As I prepare for another trip to the Caribbean, a place that, at this time last year, I thought I would never see again, I am thinking about all of the additional preparation it takes when you are a liver transplant recipient and a paraplegic. Diane and I will be heading to The Landings, in St. Lucia, the location for the filming of The Bachelor TV series on Saturday. Here are some tips for those of you considering such a trip:


  1. Always carry your medications in your carry-on luggage.
  2. Always bring at least a week’s worth of extra medication with you. (Remember the airline passengers who were stranded far from home after 9/11 in 2001?)
  3. Keep your medications in the room safe in your hotel


  1. Check with your airline to see if they have a program to assist passengers with mobility issues or medical conditions. (Westjet has a fantastic program. See
  2. If you are in a wheelchair, arrive at the airport at least two I not three hours early. This gives the airline time to ensure the staff will be on hand to assist you to your seat.
  3. If you are catheter dependent, wear a larger leg bag, and avoid drinking too much during the flight. Airline lavatories are not wheelchair accessible (even for the airplane’s narrower aisle chair.) I switch from a 19oz. bag to a 32oz. bag.

Medical Insurance

  1. Always carry medical insurance when you are traveling out of the country. I use Pacific Blue Cross. Their policy has a rider covering pre-existing conditions.
  2. Do not book doctors appointments or lab tests in the eight days before you travel. Any change in your condition could make the coverage invalid.


  1. Aside from your passport carry the following documents
  2. A travel letter from your transplant team detailing your medications. (It can come in handy if you asked about them at a customs, or if you have to visit a doctor or hospital.)
  3. Your most recent lab tests which are also useful in an emergency.

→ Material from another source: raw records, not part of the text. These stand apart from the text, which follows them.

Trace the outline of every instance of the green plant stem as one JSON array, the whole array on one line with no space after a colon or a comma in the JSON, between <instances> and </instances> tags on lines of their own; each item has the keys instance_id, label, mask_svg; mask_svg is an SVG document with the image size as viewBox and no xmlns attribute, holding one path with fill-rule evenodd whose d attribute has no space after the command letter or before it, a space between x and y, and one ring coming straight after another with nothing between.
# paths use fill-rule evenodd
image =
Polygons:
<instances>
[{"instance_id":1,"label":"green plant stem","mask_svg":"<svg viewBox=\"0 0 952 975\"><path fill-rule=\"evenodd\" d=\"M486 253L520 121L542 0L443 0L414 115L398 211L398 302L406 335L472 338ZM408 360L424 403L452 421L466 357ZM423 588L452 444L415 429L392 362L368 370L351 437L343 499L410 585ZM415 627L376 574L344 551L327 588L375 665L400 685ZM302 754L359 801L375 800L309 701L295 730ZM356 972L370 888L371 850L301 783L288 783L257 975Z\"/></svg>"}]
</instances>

  1. While the Caribbean is a sun worshiper’s paradise, anti-rejection medications make us more susceptible to melanoma. Take the following precautions:
    1. Wear loose fitting clothes with long sleeves, long pants and a hat with a brim.
    2. Wear sun blocking clothing (available from many online shops.) Shirts are often sold as rash-stop for preventing diver’s rash. Most have a sun protecting rating of 50 and above.
    3. Use a sun screen rated at least 30. The higher the better.
  2. There is a new mosquito-borne virus affecting some islands in the Caribbean and has even been found in Florida and elsewhere. (The Center for Disease |Control offers advice on its website at Here is some advice for travelers to the region:
    1. Check to see how serious the problem is on the island you are visiting. It seems to be the worst in Dominica.
    2. Check to see if your hotel has a mosquito control program in place. (The Landings does.)
    3. Wear mosquito repellant when in areas where mosquitos are present. (We are carrying the Off Clip-On repellants and a spray on repellant.)
    4. Long sleeves and long pants are also helpful to prevent being bitten.


  1. Be careful selecting restaurants. Do not eat from street vendors or beach vendors.
  2. Before you eat anything unusual, check to see if it reacts with any of your medications.

The most important thing to do is to remember to have a good time. While disease and disability can place some limitations on our lives, it need not be an excuse to hibernate. I have traveled throughout the Caribbean and elsewhere in the world since my spinal cord injury. I have been in schools of shark and stingrays, and even helped discover a wreck from the 16th Century off St. Kitts. Traveling post-transplant is a bit newer experience, but I have one trip to the Caribbean under my belt, and I’m looking forward to many more.